Prime Minister Stephen Harper will travel to Washington next week to talk one-on-one with President Barack Obama and to unveil a new Canada-U.S. border agreement.
The meeting, which is scheduled for Wednesday, comes two days before the heads of European Union states intend to get together to discuss their ongoing economic issues. Europe's woes will also undoubtedly be on the agenda in Washington.
But there is a full slate of issues that Mr. Obama and Mr. Harper, who met just last month at the summit of Pacific-rim leaders, could discuss.
Mr. Harper, who was in Burlington, Ont. on Friday to open an arts centre, said there are two issues on the joint security and economic agenda of the two countries. One, he said, is the border and perimeter initiative, and the other is Canada-U.S. Regulatory Co-operation Council.
"We are seeking ways of ensuring security in North America while at the same time making sure that we continue strong Canadian access to the American market," Mr. Harper told reporters. "Even with all of the problems that exist in the United States, this remains essential to our well-being at to our future prosperity."

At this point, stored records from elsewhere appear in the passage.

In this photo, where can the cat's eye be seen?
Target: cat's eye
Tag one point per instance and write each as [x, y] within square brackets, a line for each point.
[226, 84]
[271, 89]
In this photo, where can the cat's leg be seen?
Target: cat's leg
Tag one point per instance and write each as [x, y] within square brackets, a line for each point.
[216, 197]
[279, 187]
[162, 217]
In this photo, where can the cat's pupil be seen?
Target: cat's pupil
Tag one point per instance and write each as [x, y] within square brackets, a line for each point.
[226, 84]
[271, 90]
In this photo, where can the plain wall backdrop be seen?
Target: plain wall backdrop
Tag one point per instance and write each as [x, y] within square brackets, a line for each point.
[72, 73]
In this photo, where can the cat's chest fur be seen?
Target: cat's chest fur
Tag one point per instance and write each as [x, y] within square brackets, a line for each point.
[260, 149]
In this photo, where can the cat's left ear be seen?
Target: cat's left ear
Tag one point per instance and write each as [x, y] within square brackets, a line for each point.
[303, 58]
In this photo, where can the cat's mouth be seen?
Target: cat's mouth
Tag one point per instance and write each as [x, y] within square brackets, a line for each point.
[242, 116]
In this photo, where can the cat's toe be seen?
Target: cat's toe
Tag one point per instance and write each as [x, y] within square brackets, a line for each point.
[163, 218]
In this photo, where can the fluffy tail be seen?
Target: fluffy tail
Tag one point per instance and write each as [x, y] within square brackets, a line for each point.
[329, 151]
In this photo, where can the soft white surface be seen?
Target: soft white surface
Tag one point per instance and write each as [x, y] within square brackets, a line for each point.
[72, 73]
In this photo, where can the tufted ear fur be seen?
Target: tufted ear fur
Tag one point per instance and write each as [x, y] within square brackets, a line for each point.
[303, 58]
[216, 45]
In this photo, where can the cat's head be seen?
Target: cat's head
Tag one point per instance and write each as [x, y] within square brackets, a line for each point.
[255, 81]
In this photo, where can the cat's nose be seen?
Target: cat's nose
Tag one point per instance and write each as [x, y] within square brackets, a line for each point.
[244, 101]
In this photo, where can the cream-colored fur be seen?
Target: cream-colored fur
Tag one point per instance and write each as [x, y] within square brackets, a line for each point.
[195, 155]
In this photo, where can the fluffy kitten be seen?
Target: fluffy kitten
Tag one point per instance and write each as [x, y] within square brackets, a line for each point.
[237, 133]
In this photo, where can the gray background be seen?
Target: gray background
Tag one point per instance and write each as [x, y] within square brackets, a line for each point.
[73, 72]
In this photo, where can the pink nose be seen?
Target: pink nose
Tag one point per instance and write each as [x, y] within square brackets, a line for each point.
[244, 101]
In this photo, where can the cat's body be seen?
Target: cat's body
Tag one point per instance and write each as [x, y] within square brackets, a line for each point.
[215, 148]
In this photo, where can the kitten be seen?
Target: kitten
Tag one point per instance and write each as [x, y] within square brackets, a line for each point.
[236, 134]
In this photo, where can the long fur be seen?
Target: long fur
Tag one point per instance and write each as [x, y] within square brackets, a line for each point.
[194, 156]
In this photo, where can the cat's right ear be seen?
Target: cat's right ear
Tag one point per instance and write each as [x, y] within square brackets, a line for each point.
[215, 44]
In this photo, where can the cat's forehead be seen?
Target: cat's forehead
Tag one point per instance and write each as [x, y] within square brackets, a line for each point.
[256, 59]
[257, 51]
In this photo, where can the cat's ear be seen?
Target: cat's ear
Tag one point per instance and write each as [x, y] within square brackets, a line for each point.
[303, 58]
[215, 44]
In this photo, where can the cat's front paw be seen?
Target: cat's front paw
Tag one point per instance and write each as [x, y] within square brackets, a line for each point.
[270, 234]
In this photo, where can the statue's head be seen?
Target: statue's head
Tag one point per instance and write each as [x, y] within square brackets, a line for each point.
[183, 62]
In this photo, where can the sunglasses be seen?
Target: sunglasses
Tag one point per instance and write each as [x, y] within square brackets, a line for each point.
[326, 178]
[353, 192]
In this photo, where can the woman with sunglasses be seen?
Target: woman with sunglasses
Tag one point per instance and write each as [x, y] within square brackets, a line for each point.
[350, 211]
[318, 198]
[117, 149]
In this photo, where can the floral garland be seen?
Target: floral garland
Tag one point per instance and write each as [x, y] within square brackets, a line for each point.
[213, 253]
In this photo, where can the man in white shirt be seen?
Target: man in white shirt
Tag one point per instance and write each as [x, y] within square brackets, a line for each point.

Mr. Harper said he looked forward to talking about these things and others when he meets with Mr. Obama next week.
Another item the two men will probably want to discuss is the unfolding situation in Iran, where Tehran's nuclear weapons program has prompted world-wide concern and where the British embassy was, this week, subjected to a violent attack.
There is also the Keystone XL Pipeline project, which would bring oil-sands crude from Alberta to the U.S. Gulf Coast for processing.
The Obama administration has imposed a potentially fatal delay on a multibillion-dollar oil pipeline between the two countries. But a bill introduced Wednesday by 37 Republican senators would require the administration to approve the Keystone XL pipeline within 60 days unless the president declares the project is not in the national interest.
Other irritants in the U.S.-Canada relationship include the Obama administration's decision to revive Buy American purchasing rules and a plan to raise more than $100-million from Canadian travellers with a $5.50 (U.S.) "passenger inspection fee."
But it is the border agreement that is expected to be the centrepiece of the visit. It will harmonize a plethora of regulations and safety standards in the automobile, food and other industries. It will make it easier to obtain temporary work permits and a trusted-traveler document that will allow frequent crossers to skip the lineup at Customs.